AMD has pulled out of the market for high-density servers, reversing a strategy it embarked on three years ago with its acquisition of SeaMicro.
AMD delivered the news Thursday as it announced financial results for the quarter. Its revenue slumped 26 percent from this time last year to $1.03 billion, and its net loss increased to $180 million, the company said.
AMD paid $334 million to buy SeaMicro, which developed a new type of high-density server aimed at large-scale cloud and Internet service providers.
The purchase was made under former CEO Rory Read, and has now been reversed by Lisa Su, who took over the CEO job last October.
AMD said the move is part of its effort to "simplify and sharpen" its investment focus. As a result, it is taking a charge of $75 million.

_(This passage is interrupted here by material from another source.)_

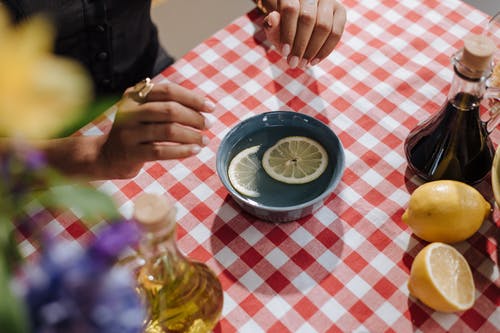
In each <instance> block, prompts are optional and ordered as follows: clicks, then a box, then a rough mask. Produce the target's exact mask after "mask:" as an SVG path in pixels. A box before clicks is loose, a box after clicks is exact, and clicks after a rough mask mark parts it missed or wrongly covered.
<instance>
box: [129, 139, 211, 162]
mask: <svg viewBox="0 0 500 333" xmlns="http://www.w3.org/2000/svg"><path fill="white" fill-rule="evenodd" d="M200 150H201V147H200V146H198V145H195V144H169V143H156V142H155V143H147V144H142V145H139V146H137V148H136V152H135V156H136V158H137V159H138V160H140V161H145V162H147V161H160V160H172V159H180V158H186V157H190V156H192V155H196V154H198V153H199V152H200Z"/></svg>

The chip maker needs to focus its resources on growth opportunities, and microservers like those SeaMicro developed haven't been as popular as expected, Su said on the company's earnings call.
"They have not developed at the pace we might have thought a couple of years ago," she said.
Su said AMD retains the intellectual property for SeaMicro's networking fabric, which provides a way for hundreds of small servers to operate in unison, but it's not clear how the company might use it.
AMD still sees growth potential in the server market, but not from selling complete systems. It's returned its focus to x86 chips and to the development of its first ARM server processor, code-named Seattle.
That chip seems to be delayed, however. Volume shipments will start in the second half of this year, Su said. AMD had previously targeted the launch for 2014.
It's also unclear how big the market for ARM-based servers will be. They promise greater energy efficiency than x86 servers do for some workloads, but they require some big changes in data centers, including developing and maintaining new software.
The news sent AMD's stock down 9% in after-hours trading, to $2.61.
AMD executives were expected to discuss the decision in a conference call Thursday afternoon.